Home Health & Hospice

Weekly roundup

Homecare Insider, February 29, 2016

Stars and confusion
CMS began publishing home health agency (HHA) Quality of Care star ratings, based on OASIS data and other information, on its Home Health Compare website last year. In January, it added Patient Survey star ratings, based on Home Health CAHPS surveys, to reflect the views of patients. The intent was to give physicians and patients an easy-to-use way to assess HHAs’ quality and choose the best one.

However, the patient satisfaction ratings and those for quality of care often don't match. In fact, 20% of agencies had clinical and patient ratings that differed by two stars or more, according to a recent Kaiser Health News analysis of government records. This might cause more confusion than confidence among consumers, according to a recent National Public Radio (NPR) report.

The discrepancy may be a result of how each rating is measured. The Kaiser research showed Medicare was more liberal in giving higher marks based on patients’ opinion scores, awarding four or five stars to 74% of agencies rated. Of those, 2,152 agencies got five stars. However, for clinical quality, Medicare used a different formula that ensured a majority of HHAs would receive three-star ratings. Only 27% of agencies received four or five stars. Just 286 agencies received the maximum five stars. Only 30 agencies got five stars from both ratings systems.

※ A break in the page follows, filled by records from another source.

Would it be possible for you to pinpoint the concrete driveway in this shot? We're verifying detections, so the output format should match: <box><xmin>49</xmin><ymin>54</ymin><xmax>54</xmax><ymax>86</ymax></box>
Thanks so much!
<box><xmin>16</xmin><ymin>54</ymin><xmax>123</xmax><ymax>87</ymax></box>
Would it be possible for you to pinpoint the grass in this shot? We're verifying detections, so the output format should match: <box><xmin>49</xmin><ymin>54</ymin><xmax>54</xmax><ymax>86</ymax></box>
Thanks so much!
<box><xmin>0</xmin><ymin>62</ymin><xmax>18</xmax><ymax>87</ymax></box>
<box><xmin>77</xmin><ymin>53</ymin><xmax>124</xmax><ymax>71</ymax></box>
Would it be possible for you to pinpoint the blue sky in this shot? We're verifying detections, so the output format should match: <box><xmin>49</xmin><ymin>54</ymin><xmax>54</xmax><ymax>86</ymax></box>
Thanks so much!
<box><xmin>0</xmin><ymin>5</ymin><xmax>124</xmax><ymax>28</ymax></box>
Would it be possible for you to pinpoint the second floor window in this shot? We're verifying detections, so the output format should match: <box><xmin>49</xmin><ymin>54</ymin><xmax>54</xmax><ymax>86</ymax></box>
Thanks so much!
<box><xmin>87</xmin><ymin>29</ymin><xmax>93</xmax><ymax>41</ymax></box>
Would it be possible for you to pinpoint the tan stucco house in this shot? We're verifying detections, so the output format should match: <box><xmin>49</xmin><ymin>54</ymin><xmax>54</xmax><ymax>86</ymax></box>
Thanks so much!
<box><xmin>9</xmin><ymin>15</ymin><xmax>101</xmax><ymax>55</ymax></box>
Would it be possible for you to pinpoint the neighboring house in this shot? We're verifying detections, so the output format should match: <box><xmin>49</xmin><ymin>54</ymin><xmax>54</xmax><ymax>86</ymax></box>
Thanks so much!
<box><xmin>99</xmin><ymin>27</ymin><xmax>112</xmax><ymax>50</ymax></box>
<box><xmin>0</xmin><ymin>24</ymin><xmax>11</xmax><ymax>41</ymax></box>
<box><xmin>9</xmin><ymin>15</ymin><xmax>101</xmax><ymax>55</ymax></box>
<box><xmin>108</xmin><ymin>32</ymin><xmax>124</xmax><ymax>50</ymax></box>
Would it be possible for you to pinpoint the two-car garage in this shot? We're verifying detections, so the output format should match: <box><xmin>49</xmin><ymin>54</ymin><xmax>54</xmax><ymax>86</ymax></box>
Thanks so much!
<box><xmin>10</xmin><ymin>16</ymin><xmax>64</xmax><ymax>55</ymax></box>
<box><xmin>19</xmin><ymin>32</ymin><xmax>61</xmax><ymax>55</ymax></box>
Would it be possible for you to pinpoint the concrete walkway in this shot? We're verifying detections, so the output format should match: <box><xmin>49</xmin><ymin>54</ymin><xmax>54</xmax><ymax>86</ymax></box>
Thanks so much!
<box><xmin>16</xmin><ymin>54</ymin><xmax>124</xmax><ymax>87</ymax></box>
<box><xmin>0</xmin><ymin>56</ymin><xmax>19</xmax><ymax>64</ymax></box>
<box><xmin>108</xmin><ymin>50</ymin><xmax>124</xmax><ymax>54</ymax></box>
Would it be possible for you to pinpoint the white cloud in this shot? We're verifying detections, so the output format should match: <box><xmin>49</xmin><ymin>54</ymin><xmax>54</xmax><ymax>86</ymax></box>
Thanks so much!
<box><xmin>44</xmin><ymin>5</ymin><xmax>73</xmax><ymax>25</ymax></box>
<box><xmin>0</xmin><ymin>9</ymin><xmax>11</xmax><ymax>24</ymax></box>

See the March issue of Homecare DIRECTION for an in-depth look at the Patient Survey star rating, how HHAs can boost their numbers, and what one double-five-star agency does to ensure continued success.

Source: NPR

NCQA seeks input for LTSS standards
The National Committee for Quality Assurance (NCQA) is now accepting public comments on its new accreditation program for Individuals Receiving Long-Term Services & Supports. The CM-LTSS accreditation is specifically geared toward organizations responsible for arranging LTSS. The CM-LTSS program will include standards from NCQA’s Case Management-Clinical Accreditation (formerly Case Management Accreditation) program, adpated for non-clinical programs, as well as new LTSS-specific requirements.

Effectively coordinating LTSS for individuals may reduce the need for acute medical care and prevent or delay nursing home placement, thereby reducing total costs, NCQA stated.

Reviewers are asked to submit comments via NCQA’s public comment website by March 23 at 5:00 p.m. Eastern Time.

Source: NCQA

Accessing home health isn’t easy for many rural Medicare clients
Rural communities, especially those served by small and non-profit home health agencies, face numerous obstacles and will likely benefit from payment reforms that reward quality services while providing incentives to use best practices in home healthcare, according to a report from the University of Washington School of Medicine WWAMI Rural Health Research Center.

The report identified potential solutions to some of these obstacles, including:

  • Legislation to allow nurse practitioners, physician assistants, and clinical nurse specialists to “prescribe” (order or certify) home healthcare.
  • Elimination of the face-to-face requirement, because of access issues involved in seeing a physician or non-physician practitioner who can complete the face-to-face visit and paperwork.
  • Some flexibility in the criteria for being “homebound.” Rural patients often won’t agree to the strict Medicare homebound requirement because they must travel to meet their basic needs. As a result, they are discharged without home health services and end up being readmitted to the hospital.

Source: WWAMI, Rural Health Research and Policy Centers

LeadingAge report advocates ‘rational’ LTSS insurance
A new system of financing LTSS must be insurance-based and guided by the principles of rationality, equity, and affordability because the current LTSS financing system is untenable, according to research conducted by Urban Institute and Milliman Inc. on behalf of LeadingAge, The SCAN Foundation, and AARP.

A universal insurance approach that covers catastrophic costs would have the greatest positive impact on both individuals and strained public programs, while creating a more rational system, according to the LeadingAge report. However, any LTSS insurance model:

  1. Must be self-sustaining and, if possible, relieve a strained Medicaid program.
  2. Must be affordable, easy to obtain, and available to all, regardless of pre-existing conditions.
  3. Is likely to incorporate the characteristics of a universal, public approach.

“Unless we find alternative approaches to LTSS financing, our ability to provide and pay for care for future generations of older Americans will be seriously impacted,” the report warns.